Of the few studies that have looked at the short- to long-term results of sleep training, none have found an effect on a baby’s attachment or mental health. For example, Hiscock’s study, the largest and longest longitudinal study on sleep training, found that sleep-trained children by age six were no more likely to be insecurely attached to their caregiver than their peers. (Experts like Hiscock say they’re not aware of any studies looking at possible long-term effects of cold turkey cry-it-out, only modified extinction. They also looked at healthy babies who were at least six months old. So this one Results do not necessarily apply to infants who are being trained at younger ages or otherwise.)

Like other longitudinal studies, Hiscock lost contact with a number of families when it came time for the final follow-up: 101 of the original 326. That means it’s theoretically possible that sleep training may have affected some children either negatively or positively over the long term, but their experiences were not recorded. However, it’s more likely that any effects of a single intervention will simply “wash out” after six years, Hiscock says.

The benefits of the reaction

Another way to examine the issue of self-regulation is to look at babies’ developing brains and their limitations. Human babies are born very neurologically immature compared to other mammals, with brains about a third the size of an adult. The prefrontal cortex, the “home” of emotional regulation in the brain, is one of the last parts of the brain to mature, not fully developing until your mid-20s.
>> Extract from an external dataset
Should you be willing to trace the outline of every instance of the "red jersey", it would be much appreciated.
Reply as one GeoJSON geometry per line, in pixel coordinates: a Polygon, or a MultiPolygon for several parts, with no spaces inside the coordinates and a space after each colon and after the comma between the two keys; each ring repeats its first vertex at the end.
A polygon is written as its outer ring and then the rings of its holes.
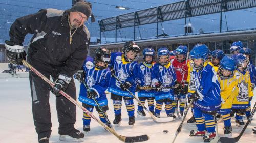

As a result, throughout infancy and early childhood, the brain relies on “co-regulation” — the help of a comforting caregiver — to calm itself down. For example, in a position adopted by the American Academy of Pediatrics, the National Scientific Council on the Developing Child defines a “positive” stress response as one resulting from brief, “mild to moderate” stress and “the availability of a caring and responsive adult who helps the child cope with the stressor, providing a protective effect that facilitates the return of stress response systems to baseline”.